As he walked toward the house, revolving these disquieting conjectures, all his first suspicion and antagonism toward Wilhelm revived in full force, and he was in a mood well calculated to distort the simplest acts, when he suddenly saw sitting in the square stoop at the door the two persons who filled his thoughts, Wilhelm and Carlen,--Wilhelm steadily at work as usual at his carving, his eyes closely fixed on it, his figure, as was its wont, rigidly still; and Carlen,--ah! it was an unlucky moment John had taken to search out the state of Carlen's feeling toward Wilhelm,--Carlen sitting in a posture of dreamy reverie, one hand lying idle in her lap holding her knitting, the ball rolling away unnoticed on the ground; her other arm thrown carelessly over the railing of the stoop, her eyes fixed on Wilhelm's bowed head.

John stood still and watched her,--watched her long. She did not move.

She was almost as rigidly still as Wilhelm himself. Her eyes did not leave his face. One might safely sit in that way by the hour and gaze undetected at Wilhelm. He rarely looked up except when he was addressed.

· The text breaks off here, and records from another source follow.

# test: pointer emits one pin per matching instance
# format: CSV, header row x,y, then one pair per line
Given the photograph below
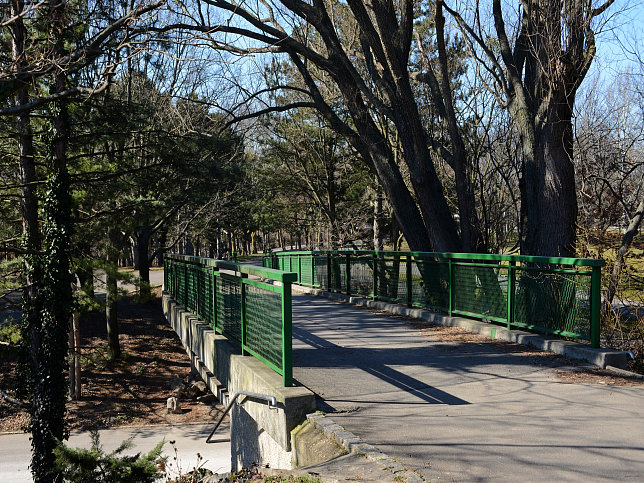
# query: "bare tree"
x,y
538,68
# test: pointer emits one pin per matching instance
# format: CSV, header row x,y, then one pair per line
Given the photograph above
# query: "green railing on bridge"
x,y
552,295
239,302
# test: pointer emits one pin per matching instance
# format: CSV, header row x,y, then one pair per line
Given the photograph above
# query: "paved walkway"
x,y
467,412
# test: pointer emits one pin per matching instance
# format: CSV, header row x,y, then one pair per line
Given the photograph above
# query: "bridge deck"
x,y
464,411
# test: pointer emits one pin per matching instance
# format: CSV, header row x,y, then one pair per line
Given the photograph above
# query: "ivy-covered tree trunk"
x,y
111,302
49,343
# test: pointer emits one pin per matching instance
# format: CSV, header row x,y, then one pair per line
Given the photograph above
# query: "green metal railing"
x,y
552,295
239,302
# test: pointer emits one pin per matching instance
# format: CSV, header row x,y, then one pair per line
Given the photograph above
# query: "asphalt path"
x,y
463,412
189,441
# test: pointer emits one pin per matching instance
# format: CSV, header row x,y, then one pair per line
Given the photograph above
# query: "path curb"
x,y
573,350
353,444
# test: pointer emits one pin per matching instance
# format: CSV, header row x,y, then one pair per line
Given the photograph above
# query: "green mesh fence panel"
x,y
205,296
264,324
338,274
191,287
362,275
306,273
430,286
480,290
229,308
553,302
181,283
321,271
391,279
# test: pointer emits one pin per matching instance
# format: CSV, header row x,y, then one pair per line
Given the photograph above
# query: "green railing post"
x,y
214,299
185,285
409,281
242,310
512,274
328,271
595,306
450,271
287,335
348,274
374,272
165,275
197,309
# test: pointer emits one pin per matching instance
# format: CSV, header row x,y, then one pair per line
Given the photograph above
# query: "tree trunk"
x,y
141,249
377,218
618,267
111,298
74,358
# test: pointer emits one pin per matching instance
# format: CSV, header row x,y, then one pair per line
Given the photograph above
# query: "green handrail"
x,y
558,295
249,305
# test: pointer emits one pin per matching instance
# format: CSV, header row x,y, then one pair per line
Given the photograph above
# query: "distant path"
x,y
466,412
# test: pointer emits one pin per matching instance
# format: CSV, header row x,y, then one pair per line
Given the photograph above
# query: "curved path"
x,y
473,411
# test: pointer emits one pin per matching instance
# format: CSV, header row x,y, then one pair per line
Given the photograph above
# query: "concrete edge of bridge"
x,y
600,357
356,446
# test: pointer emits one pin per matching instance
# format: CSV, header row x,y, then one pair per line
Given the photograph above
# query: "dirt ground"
x,y
567,370
134,391
130,392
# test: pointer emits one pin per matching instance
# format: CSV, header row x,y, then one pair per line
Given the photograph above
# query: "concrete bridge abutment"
x,y
259,434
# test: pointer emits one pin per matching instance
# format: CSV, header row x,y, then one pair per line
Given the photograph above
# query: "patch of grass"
x,y
293,479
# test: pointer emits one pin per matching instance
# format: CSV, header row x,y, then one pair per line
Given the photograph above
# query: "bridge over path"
x,y
464,410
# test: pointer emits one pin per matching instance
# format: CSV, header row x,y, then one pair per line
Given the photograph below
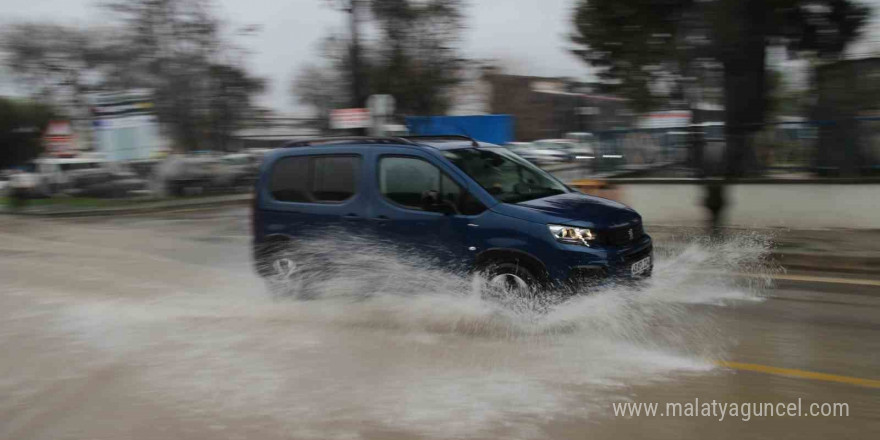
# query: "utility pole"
x,y
358,88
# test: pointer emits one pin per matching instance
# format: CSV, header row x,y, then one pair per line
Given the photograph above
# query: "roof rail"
x,y
441,137
339,140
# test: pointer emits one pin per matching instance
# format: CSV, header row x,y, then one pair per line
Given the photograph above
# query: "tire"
x,y
508,281
280,270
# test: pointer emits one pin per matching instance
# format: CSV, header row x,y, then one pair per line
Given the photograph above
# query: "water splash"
x,y
384,342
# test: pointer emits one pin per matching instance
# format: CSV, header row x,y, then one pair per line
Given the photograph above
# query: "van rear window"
x,y
314,179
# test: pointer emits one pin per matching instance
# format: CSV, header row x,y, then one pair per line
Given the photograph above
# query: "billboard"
x,y
125,125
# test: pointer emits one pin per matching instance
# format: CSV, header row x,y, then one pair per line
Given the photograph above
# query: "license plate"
x,y
641,265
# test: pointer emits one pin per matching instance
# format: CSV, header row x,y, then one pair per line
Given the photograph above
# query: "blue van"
x,y
467,205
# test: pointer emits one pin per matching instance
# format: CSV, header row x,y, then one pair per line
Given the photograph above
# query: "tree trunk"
x,y
744,87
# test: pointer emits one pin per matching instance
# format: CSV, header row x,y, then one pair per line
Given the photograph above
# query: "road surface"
x,y
146,327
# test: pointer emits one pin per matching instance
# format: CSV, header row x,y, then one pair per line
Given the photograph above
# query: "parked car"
x,y
573,150
463,203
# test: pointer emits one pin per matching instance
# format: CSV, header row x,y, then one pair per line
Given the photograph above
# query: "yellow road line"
x,y
790,372
814,279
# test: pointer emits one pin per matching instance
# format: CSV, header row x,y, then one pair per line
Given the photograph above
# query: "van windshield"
x,y
505,175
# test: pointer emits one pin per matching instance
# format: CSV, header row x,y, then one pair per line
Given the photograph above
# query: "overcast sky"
x,y
526,36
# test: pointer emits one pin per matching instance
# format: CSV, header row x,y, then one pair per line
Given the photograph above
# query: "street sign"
x,y
349,118
381,105
58,139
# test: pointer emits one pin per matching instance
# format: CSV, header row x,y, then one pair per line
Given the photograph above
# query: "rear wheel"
x,y
281,271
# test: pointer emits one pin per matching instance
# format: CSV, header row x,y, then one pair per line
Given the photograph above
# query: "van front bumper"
x,y
627,263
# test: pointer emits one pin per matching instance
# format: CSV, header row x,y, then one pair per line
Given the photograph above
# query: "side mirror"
x,y
431,202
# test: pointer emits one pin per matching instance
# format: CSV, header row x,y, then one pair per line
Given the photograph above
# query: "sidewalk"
x,y
132,207
830,250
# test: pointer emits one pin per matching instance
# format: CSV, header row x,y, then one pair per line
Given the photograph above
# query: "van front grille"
x,y
624,235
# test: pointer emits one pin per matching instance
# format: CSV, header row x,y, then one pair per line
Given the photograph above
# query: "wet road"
x,y
155,327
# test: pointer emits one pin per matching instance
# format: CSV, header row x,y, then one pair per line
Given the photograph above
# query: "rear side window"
x,y
314,179
404,180
334,178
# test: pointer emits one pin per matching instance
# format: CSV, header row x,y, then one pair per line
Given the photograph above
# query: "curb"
x,y
827,263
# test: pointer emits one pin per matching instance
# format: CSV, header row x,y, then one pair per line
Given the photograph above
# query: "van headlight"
x,y
572,235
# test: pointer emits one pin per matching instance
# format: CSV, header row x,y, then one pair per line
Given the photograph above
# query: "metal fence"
x,y
825,148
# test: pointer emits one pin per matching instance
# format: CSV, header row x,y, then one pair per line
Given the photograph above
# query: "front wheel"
x,y
510,281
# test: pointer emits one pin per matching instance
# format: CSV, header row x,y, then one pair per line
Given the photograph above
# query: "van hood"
x,y
574,209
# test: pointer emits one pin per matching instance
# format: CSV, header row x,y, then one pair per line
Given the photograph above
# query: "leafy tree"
x,y
413,58
648,50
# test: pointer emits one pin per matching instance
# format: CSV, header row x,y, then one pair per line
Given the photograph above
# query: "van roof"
x,y
440,142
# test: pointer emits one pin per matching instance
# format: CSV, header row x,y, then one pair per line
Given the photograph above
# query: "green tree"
x,y
414,58
648,50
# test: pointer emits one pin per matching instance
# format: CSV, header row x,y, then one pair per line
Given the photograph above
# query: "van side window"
x,y
403,180
334,178
314,179
288,182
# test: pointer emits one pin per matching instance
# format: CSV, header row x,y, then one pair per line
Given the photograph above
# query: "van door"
x,y
416,209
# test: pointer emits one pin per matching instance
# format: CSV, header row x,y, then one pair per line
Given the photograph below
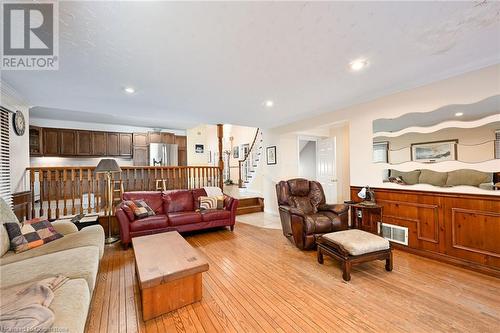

After standing thus a few moments John turned away, bitter and sick at heart. What had he been about, that he had not seen this? He, the loving comrade brother, to be slower of sight than the hard, grasping parent!

"I will ask mother," he thought. "I can't ask Carlen now! It is too late."

He found his mother in the kitchen, busy getting the bountiful supper which was a daily ordinance in the Weitbreck religion. To John's sharpened perceptions the fact that Carlen was not as usual helping in this labor loomed up into significance.

"Why does not Carlen help you, mutter?" he said hastily. "What is she doing there, idling with Wilhelm in the stoop?"

Frau Weitbreck smiled. "It is not alvays to vork, ven one is young," she said. "I haf not forget!" And she nodded her head meaningly.

John clenched his hands. Where had he been? Who had blinded him? How had all this come about, so soon and without his knowledge? Were his father and his mother mad? He thought they must be.

"It is a shame for that Wilhelm to so much as put his eyes on Carlen's face," he cried. "I think we are fools; what know we about him? I doubt him in and out. I wish he had never darkened our doors."

Frau Weitbreck glanced cautiously at the open door. She was frying sweet cakes in the boiling lard. Forgetting everything in her fear of being overheard, she went softly, with the dripping skimmer in her hand, across the kitchen, the fat falling on her shining floor at every step, and closed the door. Then she came close to her son, and said in a whisper, "The fader think it is goot." At John's angry exclamation she raised her hand in warning.

"Do not loud spraken," she whispered; "Carlen will hear."